Then somebody figured out how to make it a win-win situation. By selling management hunts, ranch managers can reduce un-wanted bucks, cover the expenses and often see a profit. Meanwhile, hunters can experience a challenging pursuit for a respectable deer at a fraction of the cost of a trophy buck hunt. That all sounded ideal to me.
The first 2 days of the Bar None hunt were exhilaratingly frustrating. We’d see dozens of deer during each morning and afternoon hunt, including some jaw-dropping, eye-popping specimens, yet the right buck failed to materialize. That proved a mixed blessing. It gave me ample time to watch deer at close range and study their behavior. This, in turn, taught me to be a lot calmer when in the presence of whitetails, even on later hunts. And after 2 days, it didn’t take long before the sight of a trophy whitetail buck barely quickened my pulse. That all changed, however, with one word from my guide.
It was the third morning out, and only an hour before pick-up time. We had deer in front of us nearly all morning, just none in the slot—all were either too small or too big. Still, there was this one that I’d been paying extra attention to for about 20 minutes. But my guide hadn’t given me the green light, and I was too proud to ask.
Then he said it: “That one there is a good management buck. You can shoot him.” His words were so nonchalant I almost wasn’t sure I’d heard him correctly. “Say what?” I said to myself. “Surely he doesn’t mean that one,” I thought, fighting to conceal the sudden rush of adrenaline and giddiness. “Which one?” I asked, my voice cracking like a teenager.
That’s when things got interesting. I’d watched this deer for 20 minutes with relative indifference. Suddenly, now that he was prey, my whole mood changed. I was predator, and I was every bit as excited as if the animal would qualify for the Boone and Crockett Club.
The buck seemed to sense the change, too. Previously, he’d stood within bow range, offering several good shots. Now, he remained close by, but acted tenser, and refused to pose for a shot. I was beginning to come unraveled.
Finally, another buck broke the stalemate. Distracted by a sweet-smelling doe, the interloper came too close to my intended target. The larger buck made a quick lunge, and in so doing, offered me a chance to draw. He then obliged by pausing broadside at 22 yards. I centered on the buck’s chest and sent an arrow on its way.
The shot was good and after the customary 30-minute wait, Derrick and I easily followed the scarlet trail to my downed trophy. The deer’s gray muzzle belied his old age, and his sweeping rack carried no brow tines—an ideal management buck.
Bargain Hunt Bonuses
The hunt was winding down, but it wasn’t over yet. Opportunities vary from ranch to ranch, but few Texas hunts are one-deer affairs. Does are almost as big a drain on the resources as management bucks, and outfitters will usually include at least one in your hunt package. Some will even let you take a cull buck for a small additional fee. Many outfitters will throw in a hog or javelina, sometimes both, as well.

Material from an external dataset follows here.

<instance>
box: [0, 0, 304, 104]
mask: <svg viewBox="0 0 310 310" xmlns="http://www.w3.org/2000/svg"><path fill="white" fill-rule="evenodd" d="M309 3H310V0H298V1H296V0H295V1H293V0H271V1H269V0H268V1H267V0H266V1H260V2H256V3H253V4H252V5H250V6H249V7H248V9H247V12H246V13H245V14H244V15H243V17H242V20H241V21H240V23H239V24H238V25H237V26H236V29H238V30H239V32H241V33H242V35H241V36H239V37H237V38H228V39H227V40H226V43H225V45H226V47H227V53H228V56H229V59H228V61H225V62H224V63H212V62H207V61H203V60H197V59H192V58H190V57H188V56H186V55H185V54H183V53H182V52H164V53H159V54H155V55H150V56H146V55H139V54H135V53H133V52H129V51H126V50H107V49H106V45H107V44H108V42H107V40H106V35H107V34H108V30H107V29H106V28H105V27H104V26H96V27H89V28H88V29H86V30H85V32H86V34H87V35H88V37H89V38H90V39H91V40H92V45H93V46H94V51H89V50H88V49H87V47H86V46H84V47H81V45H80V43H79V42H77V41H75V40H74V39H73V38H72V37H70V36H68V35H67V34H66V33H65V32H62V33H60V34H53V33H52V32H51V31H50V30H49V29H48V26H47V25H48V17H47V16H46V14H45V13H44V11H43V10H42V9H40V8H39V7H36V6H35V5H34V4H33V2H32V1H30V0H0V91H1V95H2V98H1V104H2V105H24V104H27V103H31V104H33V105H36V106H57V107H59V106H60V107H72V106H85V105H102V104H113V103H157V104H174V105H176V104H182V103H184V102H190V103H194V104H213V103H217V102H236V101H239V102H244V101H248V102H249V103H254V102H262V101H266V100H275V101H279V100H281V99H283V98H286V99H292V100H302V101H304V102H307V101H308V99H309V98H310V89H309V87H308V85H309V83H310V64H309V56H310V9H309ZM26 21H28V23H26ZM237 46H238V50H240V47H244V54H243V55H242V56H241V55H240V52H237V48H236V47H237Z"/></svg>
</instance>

The following morning I set out to take my first javelina. I was set up in a ground blind—alone this time—overlooking a trail they frequently used. Though I was treated to plenty of deer sightings, the little wild Southwestern javelina had failed to show as pick-up time neared.
Then I heard a noise in the brush, followed by gray, ghostly shadow. Before I could pick up my bow, two little “J-pigs” burst into the open, their funnel-shaped noses scanning the ground for orts and morsels. Fortunately, a javelina is not known for its eyesight. Though they were already in bow range, I was able to draw and aim without being detected. A direct hit concluded another successful morning’s hunt.
I still had one more chore to tend to. Feral hogs are a bit like management bucks: They’re a tremendous drain on resources and can be quite destructive to the habitat. However, they also provide for some great hunting, and if you get a good one they can provide fine tablefare. I was more than willing to assist a neighboring rancher rid his place of such a blight.
The hunt proceeded in what was becoming a common scenario—no sign of intended quarry as pick-up time neared. And then, like their little wild cousins, the big hams burst onto the scene. Fortunately, I heard the snorts, grunts and footsteps in time to grab my bow and get set. The nearest one, a big reddish-brown sow, paused in my shooting lane for a fatally long instant. My arrow pierced her lungs and she expired 20 yards later.
I had a great hunt, so much so that I returned the following year and took a management buck, a doe and a javelina (the hogs never showed). I’ve also enjoyed several other management buck hunts in other locations.
All things considered, a hunt for a management buck is a great deal. Just being able to hunt in a place like Texas is a thrill. You get to see some genuine trophy deer, and the thrill of hunting and shooting a management buck is no less exciting than if it were one of the big boys. If conditions are right, you can even bag a little extra venison and load up on pork. And best of all, you can do it at bargain-basement prices.